Die Werra sollte eine Volkskamera sein und 100 Mark kosten, man kalkulierte damals in Eisfeld bei Carl Zeiss Jena noch 1:1, obgleich jeder, der sich noch an diese Zeit erinnern kann, weiß, dass die Ostmark das nicht wert war. Das mit den hundert Mark war wohl als Kampfpreis für den Export gedacht (die Werra wurde bei Quelle dann für 99 Mark verkauft), denn allein das Zeiss Tessar mit dem Synchro Compur Verschluss kosteten die Fabrik schon 40 Mark (es hat auch ständig Modelle für den inländischen Verkauf gegeben, die ein billigeres  Novitar 1:2,8 oder das Novonar 1:3,5 Objektiv hatten). Der erste Prototyp der Kamera mit dem Druckgußgehäuse und der grünen Buna- Kautschukdecke wurde 1954 gebaut, ab 1955 war man in der Produktion, ab 1957 konnte man täglich 250 Kameras bauen. Bis dahin musste man grosse Zahlen von Reklamationen zurücknehmen, man konnte zwar in Saalfeld hervorragende Objektive bauen, hatte aber im Werk Eisfeld noch keine Erfahrung mit dem Bau von Kleinbildkameras.

Aber das Design war damals schon revolutionär, es erinnert an die besten Produkte aus dem Hause Braun. Der Filmtransport funktionierte über den Drehring um das Objektiv, die Gegenlichtblende wurde umgekehrt eingeschraubt zur Objektivabdeckung, das war schon durchdacht. Einen Entfernungsmesser und einen Belichtungsmesser besaß die Werra I nicht, das war (ebenso wie Wechselobjektive) späteren Modellen vorbehalten.

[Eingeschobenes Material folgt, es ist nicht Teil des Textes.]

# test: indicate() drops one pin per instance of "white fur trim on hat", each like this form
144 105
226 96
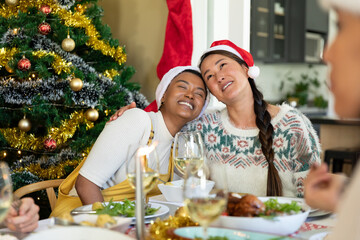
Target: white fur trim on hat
225 48
254 72
352 6
168 77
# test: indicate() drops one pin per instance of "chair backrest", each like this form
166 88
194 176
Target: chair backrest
48 185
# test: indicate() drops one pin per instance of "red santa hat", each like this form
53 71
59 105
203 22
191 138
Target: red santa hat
352 6
168 77
229 46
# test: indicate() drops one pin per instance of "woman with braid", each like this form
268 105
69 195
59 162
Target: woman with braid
266 149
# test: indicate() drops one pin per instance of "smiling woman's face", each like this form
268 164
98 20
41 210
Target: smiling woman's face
343 55
185 96
225 78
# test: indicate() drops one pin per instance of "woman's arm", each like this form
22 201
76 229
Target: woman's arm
25 219
121 111
84 187
323 189
304 150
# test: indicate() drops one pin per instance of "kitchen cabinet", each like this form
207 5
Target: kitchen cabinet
279 28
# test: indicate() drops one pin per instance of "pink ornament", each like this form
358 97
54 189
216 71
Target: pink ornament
50 144
46 9
44 28
24 64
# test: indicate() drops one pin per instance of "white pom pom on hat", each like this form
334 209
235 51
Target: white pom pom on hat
352 6
229 46
168 77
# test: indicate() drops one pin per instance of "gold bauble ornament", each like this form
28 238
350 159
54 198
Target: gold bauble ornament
24 124
68 44
8 68
80 8
76 84
12 2
92 114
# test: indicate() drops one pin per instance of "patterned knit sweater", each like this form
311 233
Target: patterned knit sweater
295 144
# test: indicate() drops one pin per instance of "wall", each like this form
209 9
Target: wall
140 26
230 19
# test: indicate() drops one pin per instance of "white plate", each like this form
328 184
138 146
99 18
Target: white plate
192 232
77 233
319 236
121 225
162 211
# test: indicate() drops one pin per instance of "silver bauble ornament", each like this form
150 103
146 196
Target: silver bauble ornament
76 84
92 114
24 124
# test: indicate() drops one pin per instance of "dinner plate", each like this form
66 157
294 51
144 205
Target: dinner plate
76 233
317 213
314 213
193 232
319 236
162 211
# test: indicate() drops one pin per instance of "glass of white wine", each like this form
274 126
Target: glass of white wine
188 151
202 205
149 165
5 190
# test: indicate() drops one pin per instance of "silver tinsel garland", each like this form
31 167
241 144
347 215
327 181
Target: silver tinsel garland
52 89
47 161
66 4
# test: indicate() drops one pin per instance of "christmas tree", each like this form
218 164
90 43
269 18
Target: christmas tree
62 75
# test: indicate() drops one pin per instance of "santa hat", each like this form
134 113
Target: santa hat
352 6
168 77
229 46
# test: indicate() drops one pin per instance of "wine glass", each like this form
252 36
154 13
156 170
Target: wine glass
149 166
5 190
203 204
188 151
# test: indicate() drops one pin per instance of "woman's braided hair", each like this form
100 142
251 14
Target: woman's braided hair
263 122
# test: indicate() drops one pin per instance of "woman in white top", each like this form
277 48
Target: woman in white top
181 96
266 149
322 189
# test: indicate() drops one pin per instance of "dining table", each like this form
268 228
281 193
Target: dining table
312 227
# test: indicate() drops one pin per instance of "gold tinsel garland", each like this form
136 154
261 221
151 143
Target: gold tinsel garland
21 140
70 19
161 229
53 172
59 65
111 73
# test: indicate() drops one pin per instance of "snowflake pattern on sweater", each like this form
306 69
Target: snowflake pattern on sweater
295 143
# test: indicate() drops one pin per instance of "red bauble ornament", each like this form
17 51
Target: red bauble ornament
46 9
44 28
50 144
24 64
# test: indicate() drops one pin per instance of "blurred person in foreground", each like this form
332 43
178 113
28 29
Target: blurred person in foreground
322 189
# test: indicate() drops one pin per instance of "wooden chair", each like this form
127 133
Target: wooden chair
49 185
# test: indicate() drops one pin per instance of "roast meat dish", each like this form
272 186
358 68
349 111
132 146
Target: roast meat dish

Später habe ich mir eine japanische Spiegelreflex gekauft und irgendwann eine kleine Sammlung der schönsten deutschen Kameras der fünfziger Jahre zugelegt. Was in den fünfziger Jahren unbezahlbar war, wird heute auf Flohmärkten verramscht. Die west- (und) ostdeutsche feinmechanische Industrie gibt es nicht mehr, die Japaner haben alles übernommen. Mit der Werra zu photographieren, ist noch ein elementares Erlebnis, ein Stück Nostalgie. Oder sollte ich Ostalgie sagen? Heutige Photoapparate, die einem voll computerisiert alles Denken abnehmen, haben nicht mehr den Sex Appeal von alten Photoapparaten. Jeder, der schon mal das Ende eines Filmes fachgerecht beschnitten und in eine alte Leica III g hinein gefummelt hat, weiß, wovon ich rede.




3 Kommentare:

  1. ich, selbst ostkind, kann mich noch sehr gut an die werra erinnern. sämtliche ostseeurlaubbilder wurden damit gemacht. die kamera hab ich einem fotobegeisterten freund geschenkt, für seine sammlung.
    das design ist wirklich gelungen!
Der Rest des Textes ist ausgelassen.